Tanna, de Martin Butler e Bentley Dean – Austrália (2015)
Este filme foi gravado na ilha de Tanna, em Vanuatu, um pequeno país insular da Oceania e os seus actores são todos habitantes nativos da ilha sem qualquer experiência anterior e falam no filme a linguagem local, o idioma Nauvhal. A história é baseada num acontecimento real: o amor proibido entre Wawa e Dain (pertencentes à tribo Yakel) na década de 80. A narrativa desenvolve-se sob o ponto de vista de Selin, a irmã mais nova de Wawa, uma criança encantadora. Historicamente, na luta pela sobrevivência, a tribo Yakel travou lutas sangrentas com outra tribo, a Imedin e, na iminência de um novo conflito, Wawa, é prometida como noiva ao filho do líder da tribo Imedin para que houvesse paz. O problema é que ela está apaixonada por Dain, neto do líder da sua tribo (aqui é impossível não nos recordarmos de Romeu e Julieta!). Desesperados, os jovens apaixonados têm de decidir entre fugir e ser felizes juntos ou zelar pelo futuro da sua tribo. Esta escolha pareceu-me demasiado previsível…
I, Daniel Blake, de Ken Loach – Inglaterra, França, Bélgica (2016)
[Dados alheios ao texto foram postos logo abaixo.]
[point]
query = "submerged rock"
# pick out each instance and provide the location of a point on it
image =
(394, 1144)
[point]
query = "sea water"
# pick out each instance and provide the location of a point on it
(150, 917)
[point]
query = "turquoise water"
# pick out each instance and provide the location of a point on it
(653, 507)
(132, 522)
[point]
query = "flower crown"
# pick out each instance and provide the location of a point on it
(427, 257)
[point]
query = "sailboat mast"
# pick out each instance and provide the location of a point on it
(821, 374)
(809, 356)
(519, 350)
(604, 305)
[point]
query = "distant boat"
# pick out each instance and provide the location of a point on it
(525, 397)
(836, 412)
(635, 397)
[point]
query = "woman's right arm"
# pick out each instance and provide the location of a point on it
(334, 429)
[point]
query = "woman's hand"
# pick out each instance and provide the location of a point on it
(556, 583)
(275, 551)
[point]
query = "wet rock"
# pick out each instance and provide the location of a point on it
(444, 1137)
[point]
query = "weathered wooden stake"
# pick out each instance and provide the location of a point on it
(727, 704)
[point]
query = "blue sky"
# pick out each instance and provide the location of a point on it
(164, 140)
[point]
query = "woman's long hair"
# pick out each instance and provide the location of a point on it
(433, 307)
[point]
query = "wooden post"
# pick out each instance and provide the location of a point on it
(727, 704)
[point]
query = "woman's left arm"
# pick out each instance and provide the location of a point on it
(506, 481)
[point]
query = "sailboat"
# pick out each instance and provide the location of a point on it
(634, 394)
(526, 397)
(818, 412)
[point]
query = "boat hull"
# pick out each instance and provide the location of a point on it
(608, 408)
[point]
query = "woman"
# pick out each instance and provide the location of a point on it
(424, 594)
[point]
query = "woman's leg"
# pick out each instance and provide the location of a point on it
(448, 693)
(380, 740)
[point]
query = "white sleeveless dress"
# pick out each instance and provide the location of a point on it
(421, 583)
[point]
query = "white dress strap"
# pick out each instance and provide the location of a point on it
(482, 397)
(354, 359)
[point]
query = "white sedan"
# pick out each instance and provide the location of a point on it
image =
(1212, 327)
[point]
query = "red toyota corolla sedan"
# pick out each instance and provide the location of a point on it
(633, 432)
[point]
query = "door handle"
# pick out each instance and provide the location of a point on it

Este filme obriga-nos a reflectir sobre o mundo em que vivemos, que permitiu a ascensão de um modelo socialmente imoral e canibalizador da dignidade humana e a existência de um Estado que, indolentemente, se arrasta pela sua indiferença, ineficácia e desumanização. Daniel Blake (Dave Johns ) é um viúvo solitário sem filhos pertencente à classe operária de Newcastle. Tem 59 anos, mas ainda está completamente apto para trabalhar. Infelizmente para ele, logo após a morte da esposa, sofreu um ataque cardíaco que o impede de retomar o trabalho. Para usufruir de benefícios sociais tem de se dirigir ao equivalente inglês da nossa Segurança Social e mendigar a pensão de invalidez a que tem direito. Só que tudo funciona através de call-centers e de formulários online, uma espécie de processo Kafkiano da burocracia. E Daniel nunca tocou num computador… Pior, se não responder da forma que os seus interlocutores estão à espera, penalizam-no retirando parte do subsídio. Ninguém o ajuda, o tempo vai passando e ele desespera… Numa das estações desse calvário, Daniel apercebe-se duma família igualmente em dificuldades. Uma mulher com cerca de trinta anos, com dois filhos, não tem dinheiro nem condições para viver. A partir daquele momento, o carpinteiro desdobra-se. Por um lado, continua o seu martírio junto da Segurança Social, por outro, dedica-se a ajudar os membros desta família, reparando a casa onde sobrevivem, comprando-lhes alguma comida, acompanhando a mãe às filas de beneficência alimentar. Fá-lo sem outro interesse que não seja o de ajudar. Mas o desespero dela e a falta de paciência dele acabam por se impor de forma dramática… Em última análise este filme, que deveria ser obrigatório para qualquer político ou aspirante a político, acaba por explicar o Brexit, pois os problemas retratados oferecem uma justificação para que a população mais idosa do Reino Unido tenha tido um peso fundamental na escolha pela saída da União Europeia.